Oberstdorf und Kleinwalsertal


Eher durch Zufall war ich Mitte Juni im südlichsten Teil Deutschlands. Drei Tage Allgäu, wandern, vielleicht auf einen Berg hoch, mal schauen, wie es so in Österreich, Liechenstein und Schweiz aussieht. Naja, das Wetter war eher durchwachsen, Mittags immer so zwei bis vier Stunden Regen. Eine Bergwanderung wollte ich da nicht unternehmen, aber es bietet sich hier so viel an. Schaun wir mal, was nackig geht.

Kurz gesagt: In Oberstdorf wenig, Touristengebiet, sehr gut mit Wanderwegen und der entsprechenden Infrastruktur versehen, viele Wanderer. Erst am ersten Abend konnte ein Teil nackig zurückgelegt werden. Umso schöner, als dann kurz vor der Unterkunft eine sonnenbeschienene Bank stand.

Am zweiten Tag sollte es dann „bis das der Regen aufhört“ von der Unterkunft bei Fischen zum Eingang der Breitachklamm gehen. Am Ochsenberg begann es zu regnen. Und was macht der Wanderer, wenn es regnet und die Kleidung nicht so nass werden soll? Ja, er zieht sie aus. Warm genug war es. So konnte bis kurz vor Fischbach ein schöner Weg nackig zurückgelegt werden.
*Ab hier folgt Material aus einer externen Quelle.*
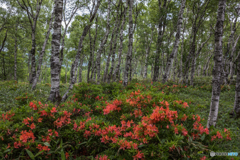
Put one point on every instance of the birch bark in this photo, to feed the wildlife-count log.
(103, 42)
(130, 43)
(114, 33)
(217, 70)
(116, 71)
(147, 53)
(35, 80)
(33, 23)
(79, 52)
(175, 48)
(55, 61)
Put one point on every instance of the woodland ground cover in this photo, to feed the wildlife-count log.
(142, 121)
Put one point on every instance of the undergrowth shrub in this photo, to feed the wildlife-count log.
(142, 122)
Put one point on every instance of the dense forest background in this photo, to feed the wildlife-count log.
(101, 65)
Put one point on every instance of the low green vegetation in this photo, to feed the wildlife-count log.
(107, 121)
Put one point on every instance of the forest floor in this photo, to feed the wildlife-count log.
(197, 97)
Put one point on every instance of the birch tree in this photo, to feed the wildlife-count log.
(35, 80)
(100, 50)
(147, 53)
(116, 72)
(33, 18)
(217, 69)
(130, 43)
(55, 60)
(79, 51)
(175, 48)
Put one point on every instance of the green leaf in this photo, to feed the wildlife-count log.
(30, 154)
(47, 144)
(39, 153)
(6, 151)
(203, 137)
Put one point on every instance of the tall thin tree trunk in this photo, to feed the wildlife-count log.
(15, 54)
(79, 52)
(80, 70)
(181, 56)
(217, 70)
(130, 44)
(55, 60)
(116, 73)
(3, 63)
(114, 33)
(147, 53)
(175, 48)
(93, 51)
(66, 71)
(103, 42)
(35, 80)
(159, 41)
(91, 55)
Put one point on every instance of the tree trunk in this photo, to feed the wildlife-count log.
(130, 43)
(159, 41)
(55, 61)
(80, 70)
(217, 70)
(113, 52)
(103, 42)
(114, 33)
(66, 72)
(3, 63)
(175, 48)
(15, 54)
(93, 51)
(79, 51)
(91, 55)
(147, 53)
(181, 56)
(116, 73)
(42, 54)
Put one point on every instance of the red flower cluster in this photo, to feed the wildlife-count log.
(112, 107)
(104, 157)
(45, 148)
(160, 114)
(25, 136)
(7, 116)
(138, 155)
(228, 134)
(63, 120)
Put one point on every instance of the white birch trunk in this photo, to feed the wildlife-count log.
(55, 61)
(130, 44)
(35, 80)
(175, 48)
(217, 70)
(79, 52)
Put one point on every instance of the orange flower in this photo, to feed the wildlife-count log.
(53, 110)
(32, 126)
(138, 155)
(39, 120)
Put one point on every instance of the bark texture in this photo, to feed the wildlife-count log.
(79, 52)
(103, 42)
(176, 43)
(35, 80)
(25, 5)
(55, 61)
(147, 53)
(217, 69)
(116, 73)
(130, 44)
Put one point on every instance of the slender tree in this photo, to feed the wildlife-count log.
(175, 48)
(217, 69)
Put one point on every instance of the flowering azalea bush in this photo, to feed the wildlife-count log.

Passend zum Erreichen der Breitachklamm kam dann auch die Sonne raus, sodass in diese wahrlich sehens- und besuchenswerten Klamm etwas Sonnenlicht fiel und für schöne Lichtspiele mit dem hier wahrlich genug vorhandenen Wasser sorgte. Nackig ging hier natürlich nicht. Tip: Die Klamm am Nachmittag besuchen, mir gelangen sogar Photos ohne Personen.

Viele besuchen nur die engsten Stellen der Klamm, ich wollte weiter bis ins Kleinwalsertal hinein und dann mit dem Bus zurück. Und es hat sich gelohnt, kaum noch Wanderer, die Sonne schien, wunderschöner Flusslauf.

Kurz vor der Grenze nach Österreich konnte die Wanderkleidung angelegt werden und über das Tal der Breitach und des Schwarzwasserbaches ging es ohne Probleme nackig bis kurz vor Rietzlern.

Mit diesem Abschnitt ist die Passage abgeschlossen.